Database indexes and the use of SQLite Indexes

Source: Internet
Author: User

I haven't written a blog for a long time, and I don't have time. I always feel that my accumulation is lacking. I opened an independent blog foocoder.com and built it on GitHub with octopress. In the future, you may only update your blog here. (Csdn, cnblog, and 51cto are very tired ...)

To use indexes to optimize database data operations, you must clarify several issues:

1. What is an index?
2. indexing principles
3. Advantages and Disadvantages of Indexes
4. When and how to use Indexes
This article explores the role of indexes in database operations.
1. database index Overview

Recall the steps for dictionary searching when I was a child. The indexing and dictionary directory concepts are consistent. The dictionary Directory allows us to find the number of pages of the required content without having to flip the entire dictionary, and then go to that page. The same is true for indexes. indexes are used to sort records by multiple fields. Creating an index for a field in the table creates another data structure, which stores the value of the field. Each value also includes a pointer to the record related to it. In this way, you do not need to query the entire database, which naturally improves the query efficiency. At the same time, the data structure of the index is sorted, so you can perform binary search for it, which is faster.


2. B-tree and Index
Most databases use B-tree or B + tree as storage structures. B-tree indexes are also the most common indexes. First, we will briefly introduce B-tree to enhance the understanding of indexes.
B-tree is a multi-cross balancing tree designed for disks. The true and most accurate definition of B-tree is: A Tree Containing T (t> = 2) balanced Multi-path search tree with multiple keywords. A m-Level B tree meets the following conditions:
1) each node has up to m children;
2) Apart from the root node and leaf node, each other node has at least m/2 children;
3) There are at least two children (unless the tree contains only one node );
4) All leaf nodes are on the same layer. Leaf nodes do not contain any keyword information and can be considered as external nodes;

5) Non-leaf nodes with K keywords exactly contain k + 1 child;


Each node in the B-tree can contain a large amount of keyword information and branches based on the actual situation (of course, it cannot exceed the size of the disk block, depending on the disk drive, generally, the block size is 1 kb ~ 4 K or so); this reduces the depth of the tree, which means to find an element, as long as few nodes read from the external disk into the memory, quickly access the data to be searched. B-the operation time on the tree is usually composed of the disk access time and CPU computing time. Compared with the disk I/O speed, the CPU computing time is negligible, so the meaning of the B-tree is displayed, and the depth of the tree is reduced, which determines the number of I/O reads and writes.
B-tree index is a typical tree structure. Its components are mainly:
1) leaf node: contains entries that direct to the data rows in the table.
2) branch node: the entries in the table point to other branch nodes or leaf nodes in the index.
3) root node: a B-tree index has only one root node, which is actually the branch node at the top of the tree.

As shown in:




 
Each index contains two parts: the value of the index and the pointer to the data page or another index. Each node is an index page that contains multiple indexes.
When you create an index for an empty table, the database allocates an empty index page, which indicates the root node.
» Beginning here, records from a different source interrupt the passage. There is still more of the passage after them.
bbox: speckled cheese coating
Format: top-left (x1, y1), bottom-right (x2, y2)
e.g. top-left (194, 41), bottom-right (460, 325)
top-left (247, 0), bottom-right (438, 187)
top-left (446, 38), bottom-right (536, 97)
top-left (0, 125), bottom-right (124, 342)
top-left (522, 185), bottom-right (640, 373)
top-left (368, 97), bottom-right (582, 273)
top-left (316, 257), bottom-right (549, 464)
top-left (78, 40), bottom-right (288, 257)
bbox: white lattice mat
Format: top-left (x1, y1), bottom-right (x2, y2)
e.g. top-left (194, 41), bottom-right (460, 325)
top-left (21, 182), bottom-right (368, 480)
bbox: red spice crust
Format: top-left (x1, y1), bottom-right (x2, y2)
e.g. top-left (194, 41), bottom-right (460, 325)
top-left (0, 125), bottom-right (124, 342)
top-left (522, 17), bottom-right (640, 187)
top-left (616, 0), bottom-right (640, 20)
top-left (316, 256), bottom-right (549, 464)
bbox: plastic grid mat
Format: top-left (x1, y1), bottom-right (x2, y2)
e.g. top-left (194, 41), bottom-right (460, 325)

Before you insert data, the index page is empty. Whenever you insert data, the database creates index entries on the root node ,. When the root node is fully inserted and data is inserted, the root node is split. For example, the data inserted by the root node. (If there are more than four nodes, the system splits the data into two nodes, moves G to the new root node, and places H and N in the New Right child node. :

The root node is filled with 4 nodes

Insert h to split.
The general splitting steps are as follows:
1) create two son nodes
2) data in the original node is roughly divided into two halves and written into two new child nodes.
3) place a pointer to the page node in the heel Node

When you constantly insert data into the table, the pointer to the leaf node in the root node is also fully inserted. When the leaves still need to be split, the root node has no space to create a pointer to the new leaf node. Then the database creates a branch node. With the split of leaf nodes, pointers in the root node point to these branch nodes. As data continues to be inserted, the index will add more branch nodes so that the tree structure becomes such a multi-level structure.


3. Index types

1) clustered index: the physical order of the row in the table is the same as the logic (INDEX) Order of the key value. Because there is only one physical order of data, one table can have only one clustered index. If a table does not have clustered indexes, this table does not have the concept of order, and all new rows will be inserted to the end of the table. For clustered indexes, leaf nodes store data rows without separate data pages. For example, when I was a child, I never looked up the dictionary. In my opinion, the dictionary itself is a directory. For example, if I look up the dictionary, I just need to flip it to the beginning of the P letter and then find e in order. In this way, I can quickly find the word the teacher said and get the praise of the teacher.


2) Non-clustered index: the physical order of the row in the table is irrelevant to the index order. For non-clustered indexes, leaf nodes store index Field Values and pointers to corresponding data pages. The leaf node is next to the data and corresponds to each row of the data page. Sometimes, I don't know what to read in the dictionary, so I have to look for it through the "beginning" of the dictionary directory. At this time, I will find that the sorting in the directory is different from the sorting of the actual body, which is very annoying to me, because I cannot be faster than others, I need to find the word in the directory first, and then find the word in the body based on the page number.


4. query, insert, and delete indexes and Data

1) query. The query operation is the same as the dictionary query operation. When we look for a specified record, the database first looks for the root node, compares the data to be queried with the data of the root node, and then queries the next record through the pointer of the root node, until this record is found. This is a simple binary search process of the Balance Tree. I will not repeat it here. In the clustered index, the data row is found when the page node is found. In the non-clustered index, we still need to read the data page.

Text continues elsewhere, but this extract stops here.